American Express made similar adjustments to its chargeback policy to Visa’s changes announced on June 16th.
Amex’s Temporary Chargeback Policy Changes:
- Beginning the end of August 2016, merchants will not be liable for counterfeit fraud chargebacks under $25.
- Beginning the end of 2016, Amex will limit the number of counterfeit fraud chargebacks to 10 per card account.
- Above changes will remain in effect until April 2018.
Chargeback Reason Code Effected:
Explaining the Changes
The first change to shift liability onto the card issuer for chargebacks under $25 should provide merchants with a great deal of relief. Amex found that 40 percent of counterfeit fraud chargebacks it sees are for transactions under $25. This alone should provide a noticeable relief for merchants.
Similar to Visa’s changes, Amex will also cover liability for all counterfeit fraud transactions disputed from a card account after 10 chargeback occurrences. This doesn’t stop the cardholder from disputing transactions, but it should limit the future disputes that the merchant must field.
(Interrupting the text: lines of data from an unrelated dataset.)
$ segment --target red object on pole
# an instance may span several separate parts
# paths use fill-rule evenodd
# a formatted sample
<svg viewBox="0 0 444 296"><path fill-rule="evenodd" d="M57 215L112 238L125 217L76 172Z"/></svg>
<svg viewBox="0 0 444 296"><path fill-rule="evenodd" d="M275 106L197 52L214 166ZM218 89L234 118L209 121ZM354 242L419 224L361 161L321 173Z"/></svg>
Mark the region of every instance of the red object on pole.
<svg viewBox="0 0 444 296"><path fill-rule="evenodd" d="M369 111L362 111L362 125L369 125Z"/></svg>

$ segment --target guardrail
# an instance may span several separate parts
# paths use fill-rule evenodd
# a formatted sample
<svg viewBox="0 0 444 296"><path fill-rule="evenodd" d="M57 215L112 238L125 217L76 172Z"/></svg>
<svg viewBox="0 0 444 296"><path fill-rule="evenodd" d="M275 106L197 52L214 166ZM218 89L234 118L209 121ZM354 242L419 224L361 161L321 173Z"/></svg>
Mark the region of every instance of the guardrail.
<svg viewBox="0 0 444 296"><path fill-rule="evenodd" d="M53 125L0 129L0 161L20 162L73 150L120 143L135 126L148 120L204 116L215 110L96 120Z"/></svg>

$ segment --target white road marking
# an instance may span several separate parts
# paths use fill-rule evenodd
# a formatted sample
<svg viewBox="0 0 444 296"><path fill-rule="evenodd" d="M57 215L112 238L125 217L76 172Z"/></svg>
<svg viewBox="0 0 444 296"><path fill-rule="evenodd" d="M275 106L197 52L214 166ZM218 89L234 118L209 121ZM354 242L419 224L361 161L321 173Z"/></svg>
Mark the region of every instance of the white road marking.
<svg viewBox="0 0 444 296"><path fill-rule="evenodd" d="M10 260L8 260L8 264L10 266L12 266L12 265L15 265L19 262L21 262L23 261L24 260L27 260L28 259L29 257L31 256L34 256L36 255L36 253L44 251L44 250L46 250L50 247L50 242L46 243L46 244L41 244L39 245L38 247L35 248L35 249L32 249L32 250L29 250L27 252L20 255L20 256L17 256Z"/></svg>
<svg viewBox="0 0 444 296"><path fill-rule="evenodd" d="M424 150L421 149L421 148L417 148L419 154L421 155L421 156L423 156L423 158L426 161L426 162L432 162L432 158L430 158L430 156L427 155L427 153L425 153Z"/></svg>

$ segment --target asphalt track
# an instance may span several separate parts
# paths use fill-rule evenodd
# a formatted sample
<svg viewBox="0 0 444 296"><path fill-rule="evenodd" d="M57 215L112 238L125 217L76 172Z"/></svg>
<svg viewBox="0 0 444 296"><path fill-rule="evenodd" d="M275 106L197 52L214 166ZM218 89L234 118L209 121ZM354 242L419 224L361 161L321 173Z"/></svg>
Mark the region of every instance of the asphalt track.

No Changes to Certification Process
While MasterCard and Visa included changes aimed at expediting the EMV terminal authentication and certification process, American Express instead continues to offer merchants a self-certification program. This program allows them to test and certify POS devices for EMV chip acceptance.
We’re really happy to see card issuers showing understanding to merchants who are struggling through the shift to EMV under no fault of their own. Now that Visa, MasterCard, and American Express have extending a hand to merchants, will we see an announcement from Discover soon?